Die nachfolgenden vier Grundrechte wurden durch das verfassungsändernde Gesetz vom 24. Juni 1968 betroffen:
Artikel 10 hatte in seiner ursprünglichen Fassung keine unterschiedlichen Absätze und kannte keine telefonische oder postalische Überwachung des Bürgers.[37] 1968 wurde Artikel 10 in zwei Absätze gesplittet - und in Art. 10 II 2 die Möglichkeiten zur Überwachung der Bürger geschaffen, ohne dass die Betroffenen davon erfahren.[38]

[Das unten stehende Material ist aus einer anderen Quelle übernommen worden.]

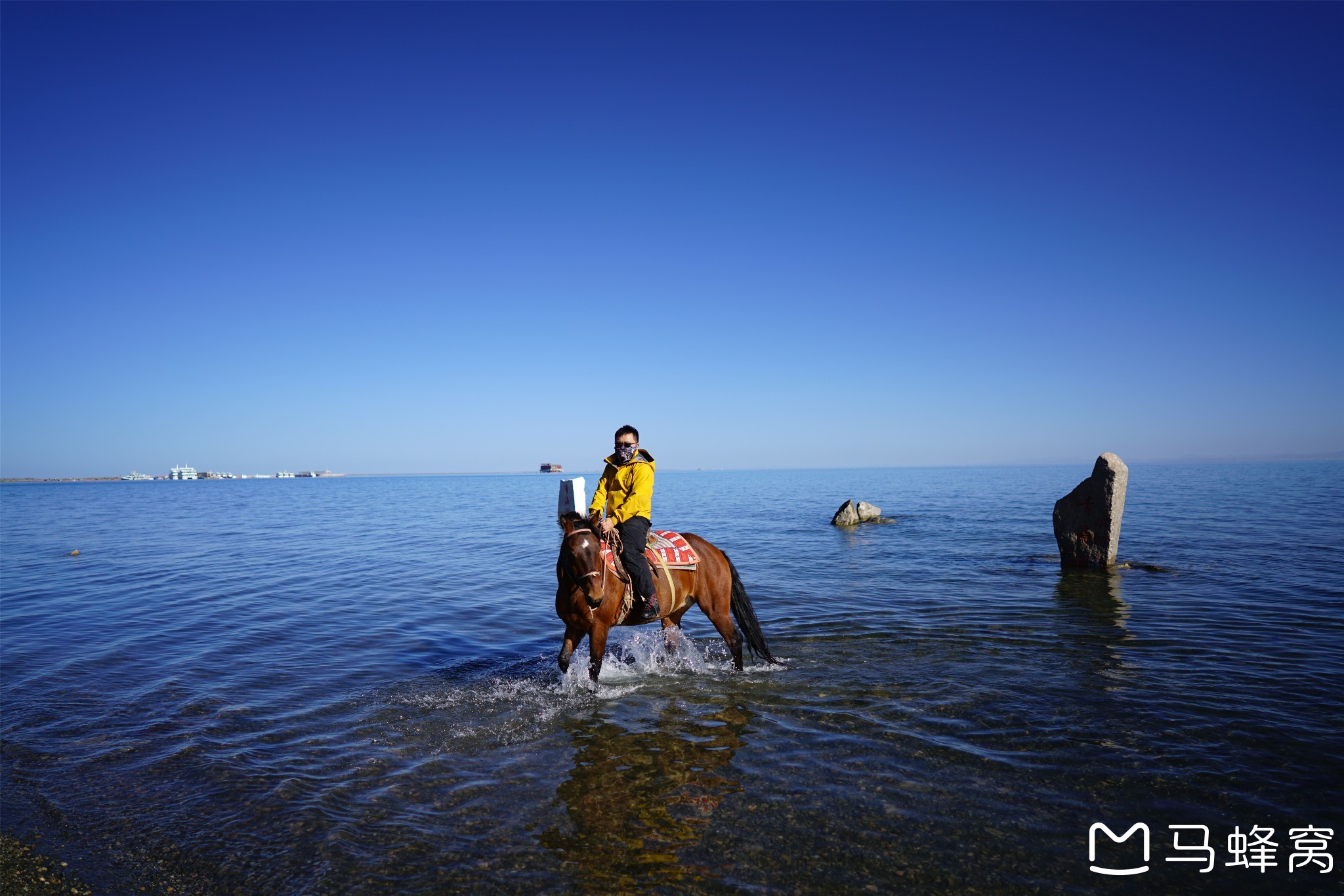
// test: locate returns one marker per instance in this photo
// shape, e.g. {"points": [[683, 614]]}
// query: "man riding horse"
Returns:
{"points": [[625, 492]]}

Das einschlägige Gesetz dazu ist das Artikel 10-Gesetz – G 10 in der Fassung vom 17. August 2017[39]. 2017 wurden nach Freigabe durch die G 10-Kommission insgesamt 276 Überwachungen nach § 3 G 10 durchgeführt.[40]

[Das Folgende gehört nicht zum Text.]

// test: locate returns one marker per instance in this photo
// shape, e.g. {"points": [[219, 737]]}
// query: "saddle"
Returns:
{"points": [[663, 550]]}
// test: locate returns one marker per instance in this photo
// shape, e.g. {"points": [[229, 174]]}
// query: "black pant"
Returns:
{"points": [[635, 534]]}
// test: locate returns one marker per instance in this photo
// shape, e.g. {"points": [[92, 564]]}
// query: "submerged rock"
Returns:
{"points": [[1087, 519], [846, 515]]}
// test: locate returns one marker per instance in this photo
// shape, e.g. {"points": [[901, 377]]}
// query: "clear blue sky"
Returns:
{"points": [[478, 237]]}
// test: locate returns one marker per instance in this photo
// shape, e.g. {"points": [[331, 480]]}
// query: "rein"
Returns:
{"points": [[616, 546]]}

Im Rahmen der Notstandsgesetze hat der Staat die Handhabe, bestimmte Überwachungen heimlich durchzuführen, auch wenn es üblich ist, dass jeder Bürger das Recht hat, dagegen vor Gericht zu klagen (Rechtsweggarantie). Technisch wurde diese Ausnahme erreicht, indem Artikel 19 Absatz 4 erweitert wurde (neuer Satz 3), der die Rechtswegegarante für den Fall der Überwachung aushebelt.[41] Für alle anderen Tatbestände im deutschen Rechtskreis bleibt die Rechtsweggarantie aufrecht,[42] auch im Notstand.[43][44]
Artikel 11, Absatz 2 wurde an den in folgender Tabelle aufgezeigten Stellen geändert:[45]

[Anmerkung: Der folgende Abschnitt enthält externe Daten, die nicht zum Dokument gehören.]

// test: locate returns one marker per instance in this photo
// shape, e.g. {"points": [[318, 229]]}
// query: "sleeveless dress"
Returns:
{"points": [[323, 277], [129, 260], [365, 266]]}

Ursprüngliche Fassung von 1949 | Geänderte Fassung von 1968 |
---|---|
(2) Dieses Recht darf nur [...] eingeschränkt werden, in denen eine ausreichende Lebensgrundlage nicht vorhanden ist und der Allgemeinheit daraus besondere Lasten entstehen würden und in denen es | (2) Dieses Recht darf nur [...] eingeschränkt werden, in denen eine ausreichende Lebensgrundlage nicht vorhanden ist und der Allgemeinheit daraus besondere Lasten entstehen würden oder in denen es |
(nicht geregelt) | zur Abwehr einer drohenden Gefahr für den Bestand oder die freiheitliche demokratische Grundordnung des Bundes oder eines Landes, |
(nicht geregelt) | Naturkatastrophen oder besonders schweren Unglücksfällen, |
Der Jugendschutz und der Schutz vor Straftaten in Artikel 11 Abs. 2 GG alter und neuer Fassung gleichwertig geregelt.
Die in Art. 11 GG verwendeten der Formulierungen finden sich auch wörtlich in den Art. 87a und 91 GG über den inneren Notstand und nahezu wörtlich[46] in Art. 35 Absatz 2 GG[47] über den Katastrophennotstand. Nicht allein die materiellen Tatbestandsmerkmale rechtfertigen Eingriffe in die Freizügigkeit, sondern sie müssen den formellen Voraussetzungen entsprechen, also auf gesetzlicher Grundlagen: durch Gesetz oder auf Grund eines Gesetzes erfolgen (qualifizierter Gesetzesvorbehalt).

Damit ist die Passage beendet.